Nepalipan is still defined in terms of Pahadi sensibilities. Everything related to Madheshis is immediately connected with India. This perception gap needs to be narrowed down. A meeting point must be found.

You were an observer in the referendum for the creation of South Sudan in 2011. What is your reading of the global movements for independence, for instance in the UK recently?

With few exceptions, the fight for rights has always prevailed. But there are also examples of states successfully managing their diversity and keeping their country intact. Only those countries which have failed to manage diversity have disintegrated. South Sudan is different to North Sudan in terms of language, culture and religion. So it sought autonomy within Sudan. But Sudan was not interested. Then South Sudan demanded a separate state.

The point is, when the state fails to accommodate diversity and alienates a large section of its population, secessionist sentiments gain traction. However, education and economic prosperity can prevent disintegration. Once these vital needs are met, issues of identity and ethnicity become secondary. The lesson is that we must acknowledge diversity and manage it in a way acceptable to all. If we can maintain over 10 percent growth for the next 20 years, we will become prosperous. Then ethnic ideals will hold little water. Therefore our emphasis should be to promptly end the demarcation dispute and focus on economic development.

Do you see parallels between Sudan's secession and occasional calls for secession in Madhesh?

Like I said, the context is different. South Sudan lagged far behind mainland Sudan in development, literacy, roads, virtually everything. The level of discrimination against South Sudanese was extremely high. Madhesh cannot be compared to South Sudan. While interacting with South Sudanese leaders, they would say they would be happy as citizens of larger Sudan instead of being citizens of a smaller entity. People rarely opt for secession.

In my interaction with Madheshi leaders I have found that they are against secession. At least sensitive Madheshi leaders are against it. Secession is not as easy in Nepal as it was in Sudan. Madheshi leaders are seeking solutions from within the framework of the new constitution. It is when they start seeking extra-constitutional rights that there will be problems. This is something we should all be cognizant about.

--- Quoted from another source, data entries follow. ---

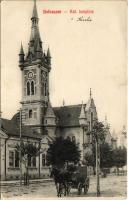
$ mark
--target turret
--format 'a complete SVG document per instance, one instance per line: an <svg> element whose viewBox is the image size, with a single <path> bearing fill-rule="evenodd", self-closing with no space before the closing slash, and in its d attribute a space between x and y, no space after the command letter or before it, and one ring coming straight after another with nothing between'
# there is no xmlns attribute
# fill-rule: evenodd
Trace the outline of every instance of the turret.
<svg viewBox="0 0 128 200"><path fill-rule="evenodd" d="M56 116L54 114L51 103L48 102L48 107L44 117L44 125L46 126L55 126L56 125Z"/></svg>
<svg viewBox="0 0 128 200"><path fill-rule="evenodd" d="M50 49L48 47L48 50L47 50L47 62L48 64L51 66L51 54L50 54Z"/></svg>
<svg viewBox="0 0 128 200"><path fill-rule="evenodd" d="M20 48L20 53L19 53L19 67L21 70L24 67L24 50L23 50L23 45L21 43L21 48Z"/></svg>

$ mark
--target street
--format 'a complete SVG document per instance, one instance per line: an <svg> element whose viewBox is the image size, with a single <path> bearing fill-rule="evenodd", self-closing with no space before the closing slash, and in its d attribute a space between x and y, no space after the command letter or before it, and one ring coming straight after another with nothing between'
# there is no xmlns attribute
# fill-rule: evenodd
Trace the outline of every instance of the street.
<svg viewBox="0 0 128 200"><path fill-rule="evenodd" d="M100 190L102 197L126 197L126 176L108 176L100 178ZM31 183L29 186L22 186L20 192L19 186L5 185L1 187L2 197L56 197L56 188L54 182ZM69 197L77 197L77 190L71 189ZM96 178L90 178L90 187L86 197L96 196Z"/></svg>

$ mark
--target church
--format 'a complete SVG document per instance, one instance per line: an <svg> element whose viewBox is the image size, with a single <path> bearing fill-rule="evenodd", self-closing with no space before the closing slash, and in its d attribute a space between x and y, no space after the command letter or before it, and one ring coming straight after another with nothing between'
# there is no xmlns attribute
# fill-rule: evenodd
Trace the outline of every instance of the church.
<svg viewBox="0 0 128 200"><path fill-rule="evenodd" d="M27 54L24 54L22 44L19 52L19 70L22 74L21 110L11 120L1 118L0 121L1 180L19 179L16 145L20 142L20 129L24 142L41 146L41 153L30 162L30 178L47 178L49 166L46 163L46 154L49 142L59 136L70 138L79 146L82 160L91 141L93 121L97 120L91 91L86 104L52 107L49 91L51 53L49 48L47 53L43 49L35 1L31 23ZM81 119L85 120L85 125L81 124ZM22 173L24 171L22 164Z"/></svg>

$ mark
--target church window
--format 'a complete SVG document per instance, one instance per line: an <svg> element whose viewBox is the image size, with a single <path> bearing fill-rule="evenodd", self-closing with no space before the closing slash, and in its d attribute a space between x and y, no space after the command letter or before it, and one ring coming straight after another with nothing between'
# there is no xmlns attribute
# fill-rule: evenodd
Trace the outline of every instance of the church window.
<svg viewBox="0 0 128 200"><path fill-rule="evenodd" d="M72 136L72 142L76 143L76 137Z"/></svg>
<svg viewBox="0 0 128 200"><path fill-rule="evenodd" d="M19 167L19 152L15 151L15 167Z"/></svg>
<svg viewBox="0 0 128 200"><path fill-rule="evenodd" d="M36 156L29 156L28 157L28 166L29 167L36 167Z"/></svg>
<svg viewBox="0 0 128 200"><path fill-rule="evenodd" d="M27 95L30 95L30 82L27 82Z"/></svg>
<svg viewBox="0 0 128 200"><path fill-rule="evenodd" d="M45 154L42 154L42 166L45 166L46 164L46 156Z"/></svg>
<svg viewBox="0 0 128 200"><path fill-rule="evenodd" d="M36 156L32 157L32 166L36 167Z"/></svg>
<svg viewBox="0 0 128 200"><path fill-rule="evenodd" d="M31 157L28 156L28 166L31 167Z"/></svg>
<svg viewBox="0 0 128 200"><path fill-rule="evenodd" d="M93 112L91 112L91 130L92 130L92 126L93 126Z"/></svg>
<svg viewBox="0 0 128 200"><path fill-rule="evenodd" d="M29 118L32 118L32 110L29 110Z"/></svg>
<svg viewBox="0 0 128 200"><path fill-rule="evenodd" d="M44 82L41 85L41 94L44 95Z"/></svg>
<svg viewBox="0 0 128 200"><path fill-rule="evenodd" d="M47 96L47 84L44 83L44 96Z"/></svg>
<svg viewBox="0 0 128 200"><path fill-rule="evenodd" d="M31 82L31 95L34 95L34 81Z"/></svg>
<svg viewBox="0 0 128 200"><path fill-rule="evenodd" d="M9 151L9 167L19 167L18 151Z"/></svg>
<svg viewBox="0 0 128 200"><path fill-rule="evenodd" d="M9 166L14 167L14 151L9 151Z"/></svg>
<svg viewBox="0 0 128 200"><path fill-rule="evenodd" d="M37 118L37 112L34 112L34 118L35 119Z"/></svg>

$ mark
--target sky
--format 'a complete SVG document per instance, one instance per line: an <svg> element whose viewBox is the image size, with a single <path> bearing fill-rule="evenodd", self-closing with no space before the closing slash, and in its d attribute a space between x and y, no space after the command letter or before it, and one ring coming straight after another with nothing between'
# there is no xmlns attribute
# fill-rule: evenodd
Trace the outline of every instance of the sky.
<svg viewBox="0 0 128 200"><path fill-rule="evenodd" d="M21 107L21 41L27 52L33 1L1 3L2 117L11 119ZM89 89L103 121L111 130L126 125L126 2L38 1L43 49L52 56L50 99L52 106L86 103ZM43 10L61 14L43 14ZM70 13L76 10L77 13ZM93 10L80 14L79 10ZM90 21L77 21L80 17Z"/></svg>

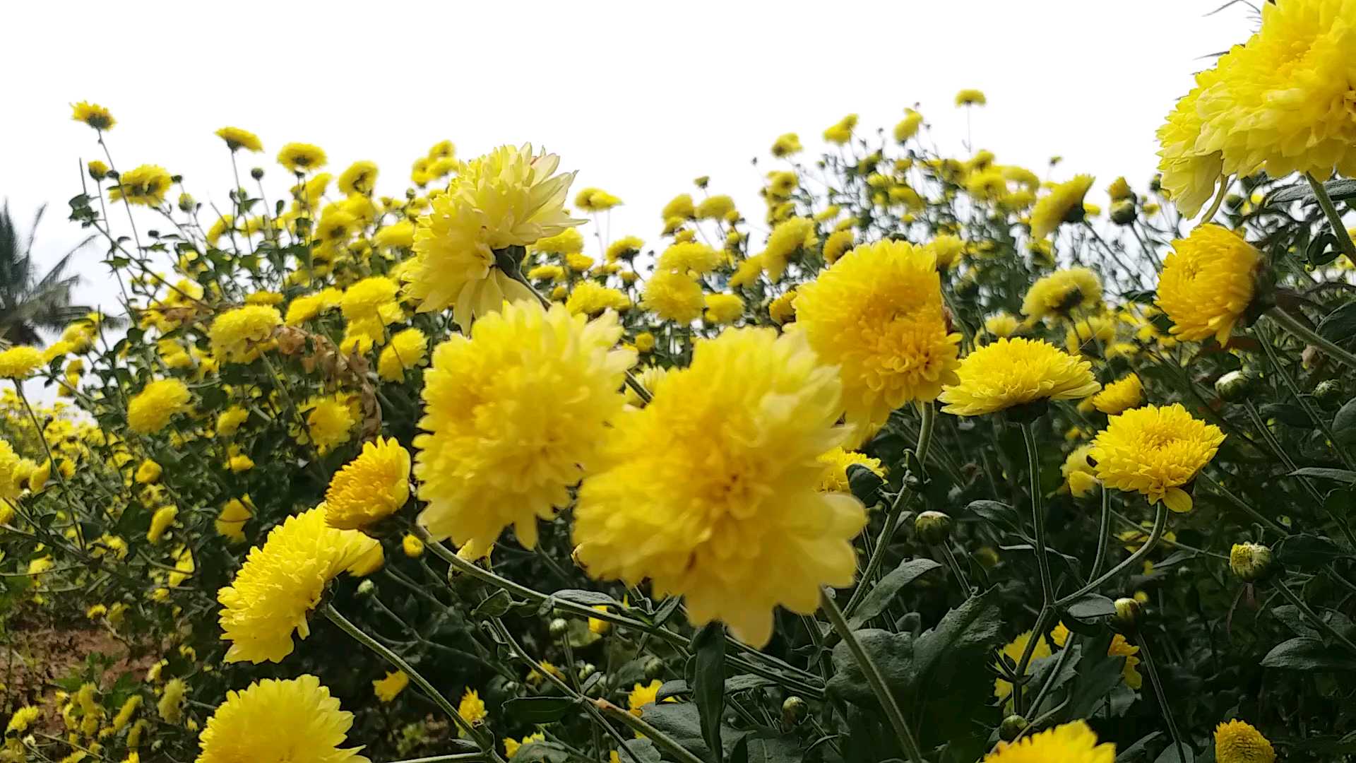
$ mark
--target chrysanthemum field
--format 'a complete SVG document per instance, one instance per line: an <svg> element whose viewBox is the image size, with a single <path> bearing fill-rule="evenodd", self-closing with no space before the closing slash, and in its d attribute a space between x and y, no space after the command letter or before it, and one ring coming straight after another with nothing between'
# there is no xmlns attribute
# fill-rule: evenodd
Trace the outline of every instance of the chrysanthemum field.
<svg viewBox="0 0 1356 763"><path fill-rule="evenodd" d="M1153 178L904 109L621 235L75 103L122 311L0 350L0 759L1351 760L1356 0L1208 64Z"/></svg>

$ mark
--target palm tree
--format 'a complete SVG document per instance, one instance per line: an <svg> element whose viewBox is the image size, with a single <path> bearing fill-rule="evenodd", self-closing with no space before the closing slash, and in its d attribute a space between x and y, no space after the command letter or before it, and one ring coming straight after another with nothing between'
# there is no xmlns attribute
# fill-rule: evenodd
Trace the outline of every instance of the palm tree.
<svg viewBox="0 0 1356 763"><path fill-rule="evenodd" d="M47 274L38 278L33 262L33 236L46 205L38 208L27 240L9 216L9 202L0 209L0 346L38 345L38 329L60 331L66 323L89 312L89 307L71 304L71 289L80 276L64 276L71 257L94 236L68 251Z"/></svg>

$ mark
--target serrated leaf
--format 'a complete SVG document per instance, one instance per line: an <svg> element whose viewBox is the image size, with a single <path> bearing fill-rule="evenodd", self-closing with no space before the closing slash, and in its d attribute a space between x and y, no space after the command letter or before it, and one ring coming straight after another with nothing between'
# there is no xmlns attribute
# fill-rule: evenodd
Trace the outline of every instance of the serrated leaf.
<svg viewBox="0 0 1356 763"><path fill-rule="evenodd" d="M1300 635L1273 646L1262 657L1262 667L1285 671L1356 671L1356 654Z"/></svg>
<svg viewBox="0 0 1356 763"><path fill-rule="evenodd" d="M848 620L848 627L857 630L880 616L906 585L940 567L940 563L925 557L900 562L898 567L890 570L890 574L880 578L880 582L862 597L861 604L857 606L857 610Z"/></svg>

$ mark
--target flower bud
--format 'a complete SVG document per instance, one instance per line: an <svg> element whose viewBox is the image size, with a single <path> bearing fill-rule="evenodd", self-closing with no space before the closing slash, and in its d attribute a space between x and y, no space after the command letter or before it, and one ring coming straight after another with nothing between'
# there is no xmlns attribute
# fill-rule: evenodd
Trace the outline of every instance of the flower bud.
<svg viewBox="0 0 1356 763"><path fill-rule="evenodd" d="M1120 633L1135 633L1139 623L1140 607L1134 599L1117 599L1116 614L1111 616L1111 627Z"/></svg>
<svg viewBox="0 0 1356 763"><path fill-rule="evenodd" d="M1003 741L1012 741L1017 739L1017 734L1026 728L1026 718L1021 715L1008 715L1003 718L1002 725L998 726L998 739Z"/></svg>
<svg viewBox="0 0 1356 763"><path fill-rule="evenodd" d="M914 520L914 534L929 546L941 546L951 539L951 517L942 512L923 512Z"/></svg>
<svg viewBox="0 0 1356 763"><path fill-rule="evenodd" d="M564 618L551 620L551 638L560 638L570 633L570 623Z"/></svg>
<svg viewBox="0 0 1356 763"><path fill-rule="evenodd" d="M1237 403L1252 392L1253 382L1246 371L1230 371L1215 380L1215 394L1226 403Z"/></svg>
<svg viewBox="0 0 1356 763"><path fill-rule="evenodd" d="M1261 543L1234 543L1229 551L1229 569L1243 582L1262 580L1272 569L1271 548Z"/></svg>
<svg viewBox="0 0 1356 763"><path fill-rule="evenodd" d="M1139 209L1128 198L1111 205L1111 221L1117 225L1130 225L1138 215Z"/></svg>

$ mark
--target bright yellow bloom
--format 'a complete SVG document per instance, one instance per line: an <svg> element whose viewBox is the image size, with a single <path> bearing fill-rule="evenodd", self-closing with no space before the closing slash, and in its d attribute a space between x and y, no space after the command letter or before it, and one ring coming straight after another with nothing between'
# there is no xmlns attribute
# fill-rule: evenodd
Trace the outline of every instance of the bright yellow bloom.
<svg viewBox="0 0 1356 763"><path fill-rule="evenodd" d="M784 133L772 144L772 155L778 159L782 156L791 156L792 153L800 153L800 136L796 133Z"/></svg>
<svg viewBox="0 0 1356 763"><path fill-rule="evenodd" d="M226 692L198 739L197 763L367 763L361 747L339 748L350 728L353 713L316 676L263 679Z"/></svg>
<svg viewBox="0 0 1356 763"><path fill-rule="evenodd" d="M1055 270L1026 289L1021 311L1032 319L1069 316L1075 310L1101 304L1101 278L1088 267Z"/></svg>
<svg viewBox="0 0 1356 763"><path fill-rule="evenodd" d="M1064 463L1059 467L1060 474L1064 475L1064 485L1069 487L1069 493L1075 498L1088 496L1097 486L1097 470L1093 468L1093 464L1088 463L1088 455L1092 449L1092 444L1074 448L1074 452L1069 453L1064 458Z"/></svg>
<svg viewBox="0 0 1356 763"><path fill-rule="evenodd" d="M1014 744L998 743L984 763L1115 763L1116 745L1097 744L1086 721L1074 721L1022 737Z"/></svg>
<svg viewBox="0 0 1356 763"><path fill-rule="evenodd" d="M983 91L975 88L965 88L956 92L956 106L984 106L989 99L984 98Z"/></svg>
<svg viewBox="0 0 1356 763"><path fill-rule="evenodd" d="M391 343L377 358L377 375L386 382L400 382L405 371L420 365L428 356L428 337L419 329L405 329L391 337Z"/></svg>
<svg viewBox="0 0 1356 763"><path fill-rule="evenodd" d="M744 300L739 295L706 295L705 303L706 312L702 316L706 323L730 324L744 314Z"/></svg>
<svg viewBox="0 0 1356 763"><path fill-rule="evenodd" d="M1031 210L1031 238L1044 239L1060 223L1081 223L1083 220L1083 197L1093 187L1092 175L1075 175L1074 179L1059 183L1048 194L1036 200Z"/></svg>
<svg viewBox="0 0 1356 763"><path fill-rule="evenodd" d="M245 523L254 516L252 508L250 496L226 501L217 513L217 532L232 543L241 543L245 539Z"/></svg>
<svg viewBox="0 0 1356 763"><path fill-rule="evenodd" d="M263 143L259 141L259 136L250 130L243 130L240 128L221 128L217 130L217 137L226 141L226 148L231 151L245 151L259 152L263 151Z"/></svg>
<svg viewBox="0 0 1356 763"><path fill-rule="evenodd" d="M127 426L141 434L155 434L170 418L191 409L188 387L178 379L151 382L127 402Z"/></svg>
<svg viewBox="0 0 1356 763"><path fill-rule="evenodd" d="M319 170L327 162L324 149L309 143L289 143L278 152L278 164L297 174Z"/></svg>
<svg viewBox="0 0 1356 763"><path fill-rule="evenodd" d="M852 140L852 132L857 128L857 114L848 114L824 130L824 140L842 145Z"/></svg>
<svg viewBox="0 0 1356 763"><path fill-rule="evenodd" d="M662 686L663 683L659 679L651 680L648 686L639 683L635 684L631 688L631 694L626 695L626 710L631 710L632 715L639 717L641 714L641 707L658 702L656 698L659 696L659 687Z"/></svg>
<svg viewBox="0 0 1356 763"><path fill-rule="evenodd" d="M597 316L605 310L624 311L631 307L626 295L597 281L580 281L570 291L565 310L571 315Z"/></svg>
<svg viewBox="0 0 1356 763"><path fill-rule="evenodd" d="M212 354L225 362L252 362L259 357L259 345L271 339L278 326L282 315L275 307L247 304L222 312L207 331Z"/></svg>
<svg viewBox="0 0 1356 763"><path fill-rule="evenodd" d="M410 498L410 451L395 437L366 443L358 458L330 478L325 521L339 529L362 529L385 519Z"/></svg>
<svg viewBox="0 0 1356 763"><path fill-rule="evenodd" d="M42 350L34 346L15 345L0 350L0 379L27 379L42 362Z"/></svg>
<svg viewBox="0 0 1356 763"><path fill-rule="evenodd" d="M1113 415L1093 440L1097 478L1117 490L1143 493L1174 512L1189 512L1182 490L1215 458L1224 433L1192 418L1181 403L1144 406Z"/></svg>
<svg viewBox="0 0 1356 763"><path fill-rule="evenodd" d="M1100 388L1092 364L1047 342L998 339L961 358L957 384L937 398L956 415L995 413L1037 401L1077 401Z"/></svg>
<svg viewBox="0 0 1356 763"><path fill-rule="evenodd" d="M404 671L391 671L386 673L386 677L372 682L372 691L377 695L377 699L391 702L407 686L410 686L410 676Z"/></svg>
<svg viewBox="0 0 1356 763"><path fill-rule="evenodd" d="M277 663L292 653L292 631L306 638L306 615L325 585L362 559L377 542L353 529L325 524L325 508L287 517L254 547L221 601L225 660Z"/></svg>
<svg viewBox="0 0 1356 763"><path fill-rule="evenodd" d="M108 189L108 201L126 200L127 204L160 206L172 182L164 167L142 164L118 176L118 185Z"/></svg>
<svg viewBox="0 0 1356 763"><path fill-rule="evenodd" d="M1233 720L1215 728L1218 763L1275 763L1271 741L1246 721Z"/></svg>
<svg viewBox="0 0 1356 763"><path fill-rule="evenodd" d="M861 502L818 490L830 468L819 456L848 437L841 398L799 334L698 342L602 443L575 509L580 563L597 578L650 577L686 596L693 623L721 619L766 644L777 604L814 612L819 587L848 585L857 567Z"/></svg>
<svg viewBox="0 0 1356 763"><path fill-rule="evenodd" d="M1200 225L1173 242L1158 278L1158 300L1181 339L1215 337L1229 342L1234 324L1253 301L1253 274L1261 254L1242 236L1219 225Z"/></svg>
<svg viewBox="0 0 1356 763"><path fill-rule="evenodd" d="M636 356L614 350L618 338L613 312L586 320L518 303L438 345L415 437L419 521L434 538L490 546L513 524L536 546L537 519L570 504L622 407L617 390Z"/></svg>
<svg viewBox="0 0 1356 763"><path fill-rule="evenodd" d="M640 307L654 312L663 320L673 320L681 324L692 323L700 318L704 304L701 284L677 270L660 270L655 273L645 282L645 291L640 297Z"/></svg>
<svg viewBox="0 0 1356 763"><path fill-rule="evenodd" d="M1116 382L1106 384L1102 387L1101 392L1092 396L1093 407L1106 415L1115 415L1130 410L1143 402L1144 386L1135 373L1130 373L1123 379L1117 379Z"/></svg>
<svg viewBox="0 0 1356 763"><path fill-rule="evenodd" d="M866 453L835 447L819 456L819 460L829 464L829 471L819 481L819 490L824 493L850 493L852 485L848 482L848 467L860 464L876 472L876 477L885 477L885 467L880 466L880 459L873 459Z"/></svg>
<svg viewBox="0 0 1356 763"><path fill-rule="evenodd" d="M941 277L922 247L854 248L797 289L796 322L819 357L839 367L848 421L860 434L956 382L960 334L948 330Z"/></svg>
<svg viewBox="0 0 1356 763"><path fill-rule="evenodd" d="M72 103L71 118L77 122L84 122L96 130L111 130L113 126L118 124L118 121L113 118L113 113L103 106L89 103L88 100Z"/></svg>

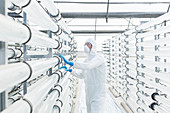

Finally, what is your take on the current blockade?

This blockade can be seen as a failure of Indian diplomacy. Misunderstanding between leaderships of two countries has subjected us to untold suffering. Don't forget, a large number of Indians are against this blockade. But it still continues. India has found an excuse in Madhesh to justify its blockade. So we need to first put our house in order. Then India will be compelled to lift the blockade. It is all the more important to end the Madhesh crisis for this reason. We have suffered blockades in the past as well. During such times issues of self-reliance and need to minimize overdependence on India enter national debate. But we tend to forget easily. Nepal cannot change its geography. We can minimize our over-dependence on India but we cannot look for its alternative elsewhere. Perhaps aware of this vulnerability, India has decided to act tough with Nepal.